18 January 2006
Sex offenders working in schools
Angela Smith has ordered a review of employment procedures
A person convicted of a sex offence against a child is still working in a Northern Ireland school, the Department of Education has confirmed.
Education minister Angela Smith said the offence was more than 15 years ago, but she had now ordered a full review.
She said she was initially worried the person "might pose a risk to children" but was reassured after finding out more about the case.
Two other cases have been identified, but these do not involve children.
The minister has now ordered a review of the way potential school employees are vetted.
"I have identified three people. Two of those are not offences against children and there was no suggestion there ever would be and the schools are entirely satisfied," she said.
"The third one does involve, some time ago, somebody just under the age of 16 but the school and the panel found that all the circumstances were known to them and decided there was not a threat to children."
The minister also confirmed that no registered sex offenders were at present working in grant-aided schools in Northern Ireland.
The minister said every school was asked if they had ever employed anyone on the sex offenders' register.
Those which were grant-aided, which is most of them, said they had not.

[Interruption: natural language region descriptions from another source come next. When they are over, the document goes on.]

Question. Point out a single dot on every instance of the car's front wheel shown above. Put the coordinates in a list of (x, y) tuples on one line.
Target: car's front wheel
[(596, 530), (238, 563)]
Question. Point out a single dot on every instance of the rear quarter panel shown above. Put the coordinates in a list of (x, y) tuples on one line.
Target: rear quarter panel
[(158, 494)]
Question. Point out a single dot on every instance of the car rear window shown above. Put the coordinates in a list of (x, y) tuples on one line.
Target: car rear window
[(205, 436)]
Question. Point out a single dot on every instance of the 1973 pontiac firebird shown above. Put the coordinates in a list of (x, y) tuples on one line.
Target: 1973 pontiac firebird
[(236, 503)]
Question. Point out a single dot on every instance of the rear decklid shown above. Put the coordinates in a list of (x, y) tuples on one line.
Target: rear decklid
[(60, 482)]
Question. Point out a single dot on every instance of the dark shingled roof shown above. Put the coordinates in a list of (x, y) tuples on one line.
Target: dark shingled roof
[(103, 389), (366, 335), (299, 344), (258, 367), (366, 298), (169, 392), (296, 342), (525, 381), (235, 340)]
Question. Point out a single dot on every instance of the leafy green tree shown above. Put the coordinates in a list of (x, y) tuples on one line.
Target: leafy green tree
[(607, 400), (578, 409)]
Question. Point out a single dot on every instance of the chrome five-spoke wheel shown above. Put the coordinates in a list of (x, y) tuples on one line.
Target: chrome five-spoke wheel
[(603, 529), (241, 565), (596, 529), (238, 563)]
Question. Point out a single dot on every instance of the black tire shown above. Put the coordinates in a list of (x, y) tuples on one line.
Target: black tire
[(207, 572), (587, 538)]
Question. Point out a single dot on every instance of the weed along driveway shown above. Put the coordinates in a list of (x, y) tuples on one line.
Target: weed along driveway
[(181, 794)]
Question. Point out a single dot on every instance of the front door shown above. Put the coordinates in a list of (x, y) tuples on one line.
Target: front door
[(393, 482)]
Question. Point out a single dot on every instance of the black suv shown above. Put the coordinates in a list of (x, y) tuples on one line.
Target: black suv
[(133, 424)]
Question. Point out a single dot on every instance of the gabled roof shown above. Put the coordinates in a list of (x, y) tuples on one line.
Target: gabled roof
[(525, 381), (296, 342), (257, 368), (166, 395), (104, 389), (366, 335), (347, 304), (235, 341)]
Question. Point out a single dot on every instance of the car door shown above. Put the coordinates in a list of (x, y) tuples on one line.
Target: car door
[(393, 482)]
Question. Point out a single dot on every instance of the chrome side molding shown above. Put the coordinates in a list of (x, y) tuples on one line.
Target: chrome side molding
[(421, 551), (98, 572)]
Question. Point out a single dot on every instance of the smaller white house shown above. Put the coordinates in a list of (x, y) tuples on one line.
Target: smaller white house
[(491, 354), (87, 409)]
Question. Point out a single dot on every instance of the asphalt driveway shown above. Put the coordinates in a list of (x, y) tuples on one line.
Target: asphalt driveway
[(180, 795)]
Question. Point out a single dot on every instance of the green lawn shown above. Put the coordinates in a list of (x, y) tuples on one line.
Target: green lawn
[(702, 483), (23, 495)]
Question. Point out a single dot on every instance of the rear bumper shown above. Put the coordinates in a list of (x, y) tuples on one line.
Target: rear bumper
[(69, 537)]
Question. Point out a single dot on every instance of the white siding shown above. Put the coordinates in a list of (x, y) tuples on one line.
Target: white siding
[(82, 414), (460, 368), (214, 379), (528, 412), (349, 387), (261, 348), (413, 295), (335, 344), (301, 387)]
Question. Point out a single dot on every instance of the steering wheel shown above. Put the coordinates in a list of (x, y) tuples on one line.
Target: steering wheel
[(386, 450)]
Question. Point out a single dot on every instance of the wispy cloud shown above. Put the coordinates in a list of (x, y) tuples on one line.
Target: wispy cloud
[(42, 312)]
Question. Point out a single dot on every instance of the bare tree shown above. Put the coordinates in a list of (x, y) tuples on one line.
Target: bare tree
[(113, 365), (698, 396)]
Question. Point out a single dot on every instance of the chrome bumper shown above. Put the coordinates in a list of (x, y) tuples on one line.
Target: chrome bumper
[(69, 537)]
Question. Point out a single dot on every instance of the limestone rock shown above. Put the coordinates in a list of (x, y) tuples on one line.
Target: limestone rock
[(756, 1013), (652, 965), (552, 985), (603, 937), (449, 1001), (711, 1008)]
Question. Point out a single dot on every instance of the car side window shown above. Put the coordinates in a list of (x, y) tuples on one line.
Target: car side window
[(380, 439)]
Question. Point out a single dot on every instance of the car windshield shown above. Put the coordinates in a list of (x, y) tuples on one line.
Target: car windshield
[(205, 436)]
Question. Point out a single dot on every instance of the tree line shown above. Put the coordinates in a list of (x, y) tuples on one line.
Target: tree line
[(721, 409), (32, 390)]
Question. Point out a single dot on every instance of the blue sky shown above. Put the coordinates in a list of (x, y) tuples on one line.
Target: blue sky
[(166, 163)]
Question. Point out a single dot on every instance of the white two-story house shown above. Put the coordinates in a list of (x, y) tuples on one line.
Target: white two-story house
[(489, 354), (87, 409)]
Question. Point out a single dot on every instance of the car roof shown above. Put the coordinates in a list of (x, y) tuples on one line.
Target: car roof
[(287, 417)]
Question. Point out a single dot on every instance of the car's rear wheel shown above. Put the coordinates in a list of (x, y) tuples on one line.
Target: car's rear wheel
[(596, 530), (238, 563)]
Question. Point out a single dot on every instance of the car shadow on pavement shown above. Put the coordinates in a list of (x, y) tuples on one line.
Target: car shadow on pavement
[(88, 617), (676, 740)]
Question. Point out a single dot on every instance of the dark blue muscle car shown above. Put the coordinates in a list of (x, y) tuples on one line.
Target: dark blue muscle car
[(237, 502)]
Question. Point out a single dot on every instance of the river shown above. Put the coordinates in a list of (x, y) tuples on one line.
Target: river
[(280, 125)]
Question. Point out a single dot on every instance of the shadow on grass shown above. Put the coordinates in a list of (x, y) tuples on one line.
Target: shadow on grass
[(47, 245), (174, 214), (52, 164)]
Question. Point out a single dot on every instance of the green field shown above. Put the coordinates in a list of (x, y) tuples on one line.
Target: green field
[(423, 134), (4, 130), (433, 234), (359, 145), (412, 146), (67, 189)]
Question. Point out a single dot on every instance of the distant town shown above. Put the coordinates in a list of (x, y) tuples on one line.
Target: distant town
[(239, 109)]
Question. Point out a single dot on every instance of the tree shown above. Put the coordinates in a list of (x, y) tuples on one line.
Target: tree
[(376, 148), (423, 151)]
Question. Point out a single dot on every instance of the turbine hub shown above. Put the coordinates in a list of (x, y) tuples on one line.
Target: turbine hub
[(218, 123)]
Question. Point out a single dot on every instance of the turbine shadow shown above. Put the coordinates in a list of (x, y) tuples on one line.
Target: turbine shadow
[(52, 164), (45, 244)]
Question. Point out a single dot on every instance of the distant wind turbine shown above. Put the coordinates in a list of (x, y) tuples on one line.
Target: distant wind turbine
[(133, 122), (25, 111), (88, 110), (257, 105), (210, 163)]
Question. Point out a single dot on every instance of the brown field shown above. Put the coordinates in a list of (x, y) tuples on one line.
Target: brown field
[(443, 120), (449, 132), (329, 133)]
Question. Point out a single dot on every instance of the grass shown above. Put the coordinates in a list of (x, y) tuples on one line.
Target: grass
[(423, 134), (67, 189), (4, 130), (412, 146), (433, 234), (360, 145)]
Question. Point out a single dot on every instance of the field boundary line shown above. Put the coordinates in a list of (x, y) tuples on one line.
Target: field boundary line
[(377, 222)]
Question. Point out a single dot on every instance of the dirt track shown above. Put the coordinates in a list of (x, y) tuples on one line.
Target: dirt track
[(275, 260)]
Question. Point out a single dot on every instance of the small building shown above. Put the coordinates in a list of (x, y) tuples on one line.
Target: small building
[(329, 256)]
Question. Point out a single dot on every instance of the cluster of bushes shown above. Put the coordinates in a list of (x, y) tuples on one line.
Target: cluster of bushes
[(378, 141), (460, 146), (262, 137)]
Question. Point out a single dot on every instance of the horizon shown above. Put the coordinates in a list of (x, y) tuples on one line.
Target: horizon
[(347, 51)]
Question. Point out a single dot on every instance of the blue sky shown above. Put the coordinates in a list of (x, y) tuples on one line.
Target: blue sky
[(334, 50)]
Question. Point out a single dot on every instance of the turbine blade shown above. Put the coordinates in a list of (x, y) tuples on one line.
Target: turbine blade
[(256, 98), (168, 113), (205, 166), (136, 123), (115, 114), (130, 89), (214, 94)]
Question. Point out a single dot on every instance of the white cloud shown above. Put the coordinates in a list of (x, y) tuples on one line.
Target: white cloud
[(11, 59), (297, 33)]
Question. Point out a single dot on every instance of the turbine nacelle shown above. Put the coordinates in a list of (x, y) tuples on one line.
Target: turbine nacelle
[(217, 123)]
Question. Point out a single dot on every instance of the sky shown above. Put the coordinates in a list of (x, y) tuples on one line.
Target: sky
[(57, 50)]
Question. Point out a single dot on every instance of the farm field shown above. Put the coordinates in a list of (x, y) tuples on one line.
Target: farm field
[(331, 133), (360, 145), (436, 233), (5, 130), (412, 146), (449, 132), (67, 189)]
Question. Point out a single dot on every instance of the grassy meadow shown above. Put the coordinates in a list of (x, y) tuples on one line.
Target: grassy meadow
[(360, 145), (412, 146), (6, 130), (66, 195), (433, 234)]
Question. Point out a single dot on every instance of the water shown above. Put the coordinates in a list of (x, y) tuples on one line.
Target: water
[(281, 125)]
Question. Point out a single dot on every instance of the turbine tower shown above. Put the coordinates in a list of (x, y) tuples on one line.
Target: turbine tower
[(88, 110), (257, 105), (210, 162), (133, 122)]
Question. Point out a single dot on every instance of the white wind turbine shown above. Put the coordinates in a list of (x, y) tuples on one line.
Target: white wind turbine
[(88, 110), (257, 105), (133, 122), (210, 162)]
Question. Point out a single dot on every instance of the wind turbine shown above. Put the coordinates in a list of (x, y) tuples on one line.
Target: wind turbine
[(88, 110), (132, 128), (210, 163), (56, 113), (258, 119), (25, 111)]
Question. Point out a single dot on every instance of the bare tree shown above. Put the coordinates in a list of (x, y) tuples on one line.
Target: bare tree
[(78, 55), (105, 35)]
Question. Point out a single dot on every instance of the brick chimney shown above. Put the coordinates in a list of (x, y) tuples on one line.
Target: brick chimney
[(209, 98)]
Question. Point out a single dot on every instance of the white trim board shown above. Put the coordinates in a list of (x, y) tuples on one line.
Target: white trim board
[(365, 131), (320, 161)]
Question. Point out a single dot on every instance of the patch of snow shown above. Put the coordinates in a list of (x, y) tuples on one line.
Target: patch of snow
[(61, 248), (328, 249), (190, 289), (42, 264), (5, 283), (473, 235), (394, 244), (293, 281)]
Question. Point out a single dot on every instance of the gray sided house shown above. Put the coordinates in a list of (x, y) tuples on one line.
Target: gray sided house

The Department of Education, however, is still waiting for responses from the 20 independent schools in the province.
"No child should be put at risk and I am very concerned that education authorities seem to have relied on judgments made on these individuals 15 years ago".
The minister described the system as "robust", but said she had asked for immediate action to strengthen it.
A database aimed at improving the monitoring and management of sex and violent offenders has been launched by the police in Northern Ireland.
The Violent Offender and Sex Offender Register (ViSOR) will connect police to a national computer network so that officers can share information.
Until now, police and other agencies relied on local databases to record details of offenders.
About 300 officers have been trained to use the database.
The register means information and intelligence on offenders can be quickly logged on a UK-wide database for all police forces to share and access.
Children's Commissioner Nigel Williams said he was "extremely worried" that people with convictions for sex offences were working in schools in Northern Ireland.
"I want the department to now make sure that the exact circumstances of these cases are investigated," he said.
"No child should be put at risk and I am very concerned that education authorities seem to have relied on judgments made on these individuals 15 years ago."
Sinn Fein spokesperson on children's issues, Sue Ramsey, said urgent steps need to be taken to "close any gaps" in protecting children from any adult who poses a risk.
"It is essential that the exact circumstances of these three cases are fully investigated. The protection of children from harm must come above all other considerations," she said.
SDLP education spokesman Dominic Bradley said he would be meeting Mrs Smith to ask what safeguards were in place to ensure sex offenders were not employed in schools.
"Parents and children's organisations are rightly concerned and need to know that they can have full confidence in the system of checks in force here in Northern Ireland," he said.
Ulster Unionist education spokesman David McNarry criticised the "lamentable indecision and inability" of the department "to act decisively in face of the growing anxieties over sex offenders in schools".
"The minister cannot escape criticism that her department failed to act on the Bichard Review. Nor can she escape criticism for failing to act on recommendations for improving vetting systems made by the Children's Commissioner."